Margret Antonie Boveri (Würzburg, 14 August 1900 – Berlin, 6 July 1975)[1] was one of the best-known German journalists and writers of the post-World War II period. She was a recipient of the German Critics' Prize and the Bundesverdienstkreuz.
In 1900, Margret Boveri was born[2] in Würzburg, Germany, the daughter of German biologist Theodor Boveri and American biologist Marcella O'Grady Boveri.[3] Margret developed an early interest in foreign cultures and politics after spending time with people from various countries at a zoology station in Naples.[2] Her father died in 1915 and her mother returned to the USA in 1925.[3]
Due to a lack of a university programme in foreign policy in Germany then, Margret studied German, history, philosophy, and English at the University of Würzburg. In 1932, she completed her doctorate at Berlin with a thesis on British Foreign Policy. She presented a negative view on Britain's international relations in her dissertation; she held this opinion throughout her journalistic career. Her switch to pursuing journalism instead of diplomacy and politics, she claimed was due to Adolf Hitler's rise to power in January 1933. She did not want to work closely with the Nazi regime. Initially, she intended to work with Frankfurter Zeitung. However, this was met with rejections and claims that women cannot cover politics in journalism.[2]
From 1934, she worked in the Foreign Affairs section of the Berliner Tageblatt newspaper, where she was promoted by the editor, Paul Scheffer.[3] Boveri later credited her success to Scheffer's mentorship, "It was due to Scheffer that I started to become a name."[2] After she made a name for herself as a foreign policy expert, she started using a gender-neutral byline as Dr. M. Boveri. This was due to the traditional male domain of her beat. She noted later, "The femininity was gone. The readers sometimes asked whether I was the wife of Dr. M."[2]

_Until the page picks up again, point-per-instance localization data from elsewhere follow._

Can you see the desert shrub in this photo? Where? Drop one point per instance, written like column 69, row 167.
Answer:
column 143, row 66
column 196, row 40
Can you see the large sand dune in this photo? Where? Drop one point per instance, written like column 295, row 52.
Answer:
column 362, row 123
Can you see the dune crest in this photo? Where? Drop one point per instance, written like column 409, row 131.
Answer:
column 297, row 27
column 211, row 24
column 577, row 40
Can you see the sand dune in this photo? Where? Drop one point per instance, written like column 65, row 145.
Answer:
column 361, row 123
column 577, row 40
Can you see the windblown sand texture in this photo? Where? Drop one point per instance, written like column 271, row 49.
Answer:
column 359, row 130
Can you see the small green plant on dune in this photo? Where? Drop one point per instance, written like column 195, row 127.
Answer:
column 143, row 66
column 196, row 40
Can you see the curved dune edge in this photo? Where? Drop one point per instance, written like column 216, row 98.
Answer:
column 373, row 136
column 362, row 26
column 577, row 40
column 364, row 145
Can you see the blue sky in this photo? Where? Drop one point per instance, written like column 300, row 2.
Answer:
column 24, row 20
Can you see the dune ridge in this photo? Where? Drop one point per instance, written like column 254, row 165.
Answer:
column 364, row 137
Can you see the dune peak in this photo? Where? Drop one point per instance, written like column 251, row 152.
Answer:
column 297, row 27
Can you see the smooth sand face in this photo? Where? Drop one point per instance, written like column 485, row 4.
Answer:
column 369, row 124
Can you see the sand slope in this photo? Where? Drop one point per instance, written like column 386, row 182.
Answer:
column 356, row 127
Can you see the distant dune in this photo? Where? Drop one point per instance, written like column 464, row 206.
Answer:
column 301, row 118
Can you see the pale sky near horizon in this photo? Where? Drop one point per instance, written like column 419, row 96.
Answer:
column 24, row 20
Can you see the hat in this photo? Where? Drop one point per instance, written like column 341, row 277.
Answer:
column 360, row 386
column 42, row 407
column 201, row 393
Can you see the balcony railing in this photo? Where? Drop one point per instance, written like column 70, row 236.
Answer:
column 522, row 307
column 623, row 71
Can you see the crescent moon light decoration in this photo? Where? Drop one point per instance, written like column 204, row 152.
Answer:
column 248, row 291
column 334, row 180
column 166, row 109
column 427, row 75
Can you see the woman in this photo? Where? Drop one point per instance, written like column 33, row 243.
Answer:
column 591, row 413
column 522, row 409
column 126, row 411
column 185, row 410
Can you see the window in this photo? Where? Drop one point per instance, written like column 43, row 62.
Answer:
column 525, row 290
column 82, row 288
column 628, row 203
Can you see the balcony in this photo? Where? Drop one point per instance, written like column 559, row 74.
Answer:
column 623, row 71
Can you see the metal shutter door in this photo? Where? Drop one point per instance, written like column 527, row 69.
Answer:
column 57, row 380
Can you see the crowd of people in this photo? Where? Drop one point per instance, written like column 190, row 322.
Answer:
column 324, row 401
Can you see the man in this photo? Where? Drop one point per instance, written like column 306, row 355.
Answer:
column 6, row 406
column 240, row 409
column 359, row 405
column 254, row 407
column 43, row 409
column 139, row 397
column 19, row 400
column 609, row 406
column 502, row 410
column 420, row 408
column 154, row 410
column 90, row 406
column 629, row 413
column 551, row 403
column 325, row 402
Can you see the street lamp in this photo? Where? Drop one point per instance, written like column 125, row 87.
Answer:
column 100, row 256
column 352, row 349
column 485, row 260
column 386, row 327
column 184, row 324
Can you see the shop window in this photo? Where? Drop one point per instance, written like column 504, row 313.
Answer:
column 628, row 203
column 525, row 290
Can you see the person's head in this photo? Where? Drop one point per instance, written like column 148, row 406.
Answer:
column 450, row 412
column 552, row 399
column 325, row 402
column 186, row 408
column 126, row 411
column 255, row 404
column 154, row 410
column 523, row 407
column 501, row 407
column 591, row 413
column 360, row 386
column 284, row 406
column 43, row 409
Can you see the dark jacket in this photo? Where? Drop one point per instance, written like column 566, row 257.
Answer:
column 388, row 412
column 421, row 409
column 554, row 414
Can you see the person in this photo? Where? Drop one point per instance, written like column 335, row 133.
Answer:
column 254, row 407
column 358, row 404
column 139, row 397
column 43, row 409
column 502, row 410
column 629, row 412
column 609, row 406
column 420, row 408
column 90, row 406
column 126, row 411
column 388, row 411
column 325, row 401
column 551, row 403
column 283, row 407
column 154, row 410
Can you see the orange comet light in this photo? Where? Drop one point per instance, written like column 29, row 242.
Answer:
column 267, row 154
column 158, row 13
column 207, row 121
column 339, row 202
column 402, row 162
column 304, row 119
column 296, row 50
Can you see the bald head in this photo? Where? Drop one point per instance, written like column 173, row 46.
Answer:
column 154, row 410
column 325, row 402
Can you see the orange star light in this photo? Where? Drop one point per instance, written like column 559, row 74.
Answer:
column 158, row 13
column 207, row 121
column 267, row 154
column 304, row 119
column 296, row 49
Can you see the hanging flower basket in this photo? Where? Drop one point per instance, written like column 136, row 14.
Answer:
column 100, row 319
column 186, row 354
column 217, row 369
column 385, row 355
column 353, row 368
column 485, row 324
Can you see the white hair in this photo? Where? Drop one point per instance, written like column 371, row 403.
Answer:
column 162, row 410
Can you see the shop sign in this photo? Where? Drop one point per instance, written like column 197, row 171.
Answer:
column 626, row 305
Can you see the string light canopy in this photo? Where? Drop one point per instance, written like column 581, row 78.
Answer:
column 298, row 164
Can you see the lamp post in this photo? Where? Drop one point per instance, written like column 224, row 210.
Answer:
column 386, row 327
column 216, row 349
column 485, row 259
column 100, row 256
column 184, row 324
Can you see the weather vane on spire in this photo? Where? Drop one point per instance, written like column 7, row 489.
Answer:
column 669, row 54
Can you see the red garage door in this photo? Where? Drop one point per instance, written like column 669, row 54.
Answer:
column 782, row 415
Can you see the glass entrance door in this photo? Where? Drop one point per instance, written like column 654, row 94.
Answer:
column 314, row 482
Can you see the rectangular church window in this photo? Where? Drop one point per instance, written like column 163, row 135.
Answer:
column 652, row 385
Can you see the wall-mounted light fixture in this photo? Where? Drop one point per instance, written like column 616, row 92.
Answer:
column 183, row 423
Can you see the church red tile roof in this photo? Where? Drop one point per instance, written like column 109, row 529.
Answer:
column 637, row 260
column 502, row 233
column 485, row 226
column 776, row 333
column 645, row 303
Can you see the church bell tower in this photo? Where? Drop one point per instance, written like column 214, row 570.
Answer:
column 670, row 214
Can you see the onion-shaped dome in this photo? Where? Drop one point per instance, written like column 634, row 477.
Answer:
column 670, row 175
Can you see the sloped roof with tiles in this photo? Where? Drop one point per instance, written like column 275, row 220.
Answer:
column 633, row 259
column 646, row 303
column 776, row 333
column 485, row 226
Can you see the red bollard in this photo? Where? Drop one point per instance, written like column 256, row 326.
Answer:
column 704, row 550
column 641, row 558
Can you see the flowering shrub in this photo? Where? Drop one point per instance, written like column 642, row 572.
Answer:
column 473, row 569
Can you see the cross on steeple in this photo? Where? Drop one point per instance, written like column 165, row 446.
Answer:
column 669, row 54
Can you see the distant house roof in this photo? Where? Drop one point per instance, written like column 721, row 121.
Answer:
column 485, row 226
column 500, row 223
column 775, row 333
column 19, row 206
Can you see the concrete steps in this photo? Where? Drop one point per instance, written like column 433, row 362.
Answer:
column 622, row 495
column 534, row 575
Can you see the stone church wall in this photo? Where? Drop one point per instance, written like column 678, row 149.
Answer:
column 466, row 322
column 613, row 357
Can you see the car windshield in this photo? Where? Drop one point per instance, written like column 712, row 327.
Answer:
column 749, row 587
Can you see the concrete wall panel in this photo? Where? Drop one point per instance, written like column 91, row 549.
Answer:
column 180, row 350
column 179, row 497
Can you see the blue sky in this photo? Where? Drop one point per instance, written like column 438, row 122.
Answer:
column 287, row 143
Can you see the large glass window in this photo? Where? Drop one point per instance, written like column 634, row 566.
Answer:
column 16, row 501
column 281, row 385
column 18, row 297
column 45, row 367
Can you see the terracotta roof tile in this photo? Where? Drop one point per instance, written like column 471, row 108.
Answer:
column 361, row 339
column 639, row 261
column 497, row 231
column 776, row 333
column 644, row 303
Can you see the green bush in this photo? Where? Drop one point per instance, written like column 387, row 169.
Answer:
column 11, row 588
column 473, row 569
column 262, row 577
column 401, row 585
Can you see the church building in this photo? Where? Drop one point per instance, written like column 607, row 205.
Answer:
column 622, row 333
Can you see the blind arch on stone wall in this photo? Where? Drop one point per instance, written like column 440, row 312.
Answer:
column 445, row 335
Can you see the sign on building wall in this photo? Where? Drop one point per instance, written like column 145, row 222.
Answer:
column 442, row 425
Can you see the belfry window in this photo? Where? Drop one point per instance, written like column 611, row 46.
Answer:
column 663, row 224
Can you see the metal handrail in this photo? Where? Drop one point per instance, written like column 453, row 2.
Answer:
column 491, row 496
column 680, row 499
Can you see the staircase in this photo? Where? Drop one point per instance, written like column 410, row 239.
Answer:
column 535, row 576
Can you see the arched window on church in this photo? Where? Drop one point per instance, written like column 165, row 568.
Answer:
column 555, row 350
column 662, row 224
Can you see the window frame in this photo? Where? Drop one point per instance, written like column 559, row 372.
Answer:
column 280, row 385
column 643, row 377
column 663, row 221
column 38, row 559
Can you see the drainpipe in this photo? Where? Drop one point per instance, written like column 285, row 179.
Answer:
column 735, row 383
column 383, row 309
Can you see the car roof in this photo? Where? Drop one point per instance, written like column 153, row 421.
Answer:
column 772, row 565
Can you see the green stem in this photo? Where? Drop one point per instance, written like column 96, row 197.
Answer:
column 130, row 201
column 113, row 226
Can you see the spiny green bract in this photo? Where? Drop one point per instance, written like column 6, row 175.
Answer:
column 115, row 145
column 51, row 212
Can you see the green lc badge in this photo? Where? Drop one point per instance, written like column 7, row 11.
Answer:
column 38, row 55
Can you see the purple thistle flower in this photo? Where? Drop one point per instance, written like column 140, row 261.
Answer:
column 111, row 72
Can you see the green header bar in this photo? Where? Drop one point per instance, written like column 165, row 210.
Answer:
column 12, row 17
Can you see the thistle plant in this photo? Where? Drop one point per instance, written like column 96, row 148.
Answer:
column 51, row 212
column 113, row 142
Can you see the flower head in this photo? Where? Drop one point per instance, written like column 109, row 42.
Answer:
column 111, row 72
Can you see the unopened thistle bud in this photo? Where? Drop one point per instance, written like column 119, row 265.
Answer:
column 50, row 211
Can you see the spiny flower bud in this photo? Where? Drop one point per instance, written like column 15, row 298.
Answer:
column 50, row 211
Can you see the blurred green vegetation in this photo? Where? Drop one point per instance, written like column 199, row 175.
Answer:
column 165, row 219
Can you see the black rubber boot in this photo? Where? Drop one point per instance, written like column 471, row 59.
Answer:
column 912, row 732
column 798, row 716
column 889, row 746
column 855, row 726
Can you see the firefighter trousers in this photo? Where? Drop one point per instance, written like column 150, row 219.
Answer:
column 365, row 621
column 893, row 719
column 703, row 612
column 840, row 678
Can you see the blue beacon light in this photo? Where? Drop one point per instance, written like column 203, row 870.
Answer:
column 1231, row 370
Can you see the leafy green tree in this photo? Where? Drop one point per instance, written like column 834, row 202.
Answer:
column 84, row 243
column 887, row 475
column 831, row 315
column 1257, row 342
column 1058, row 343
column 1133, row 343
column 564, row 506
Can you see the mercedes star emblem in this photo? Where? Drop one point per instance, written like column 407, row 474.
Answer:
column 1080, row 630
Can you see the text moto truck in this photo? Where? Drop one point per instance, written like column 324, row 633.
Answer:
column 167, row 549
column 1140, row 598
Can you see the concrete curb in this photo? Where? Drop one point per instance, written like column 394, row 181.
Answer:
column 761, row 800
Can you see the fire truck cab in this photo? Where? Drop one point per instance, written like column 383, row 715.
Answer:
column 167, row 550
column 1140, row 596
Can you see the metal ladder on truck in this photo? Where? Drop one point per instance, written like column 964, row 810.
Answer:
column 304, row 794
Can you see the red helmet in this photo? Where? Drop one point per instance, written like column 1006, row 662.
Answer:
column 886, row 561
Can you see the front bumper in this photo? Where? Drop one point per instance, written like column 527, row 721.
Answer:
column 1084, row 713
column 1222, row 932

From 1939 until 1943 (when the newspaper was banned) she worked as foreign correspondent for the Frankfurter Zeitung newspaper in Stockholm and New York City. She was awarded the War Merit Medal by the Nazi Government in 1941; she herself was never a member of the Nationalist Socialist Party. After the USA entered the war she was interned for a time in New York, before being returned, at her own request, to Europe. In May 1942 she arrived in Lisbon, where she continued her work as correspondent for the Frankfurter Zeitung. While in Lisbon she became acquainted with the Swiss journalist Annemarie Schwarzenbach, who died shortly afterwards in an accident in Switzerland.[4]
After the Frankfurter Zeitung was banned by the German government in 1943, Boveri returned to Berlin, where her apartment was destroyed in an air strike. She then took up work as a report writer in the German embassy in Madrid before returning to Berlin in 1944 to work as a freelance writer with the Nazi Party weekly Das Reich.[3]
After the war, Boveri disapproved of the division of Germany by the Allies into separate political zones, in which she was supported by Konrad Adenauer, and she maintained her opposition to the division of Germany until the 1960s. In 1968 she was awarded the German Critics' Prize and in 1970 the Bundesverdienstkreuz, the highest civilian honor in West Germany, for promoting understanding between East and West Germany.[5] Among her friends and acquaintances were Wilhelm Conrad Röntgen, Theodor Heuss, Ernst von Weizsäcker, Freya von Moltke, Ernst Jünger, Carl Schmitt, Armin Mohler, Gottfried Benn und Uwe Johnson.[3]
She died in Berlin in 1975.[3]
Margret cherished her identity as an unconventional woman. She took flying lessons. She also owned a personal car in which she travelled through parts of Europe that people, not only women, rarely had the opportunity to visit. Just before joining Berliner Tageblatt, in 1933, she drove through Morocco, Tunisia, and Algeria. These travels constituted her first publications.[2]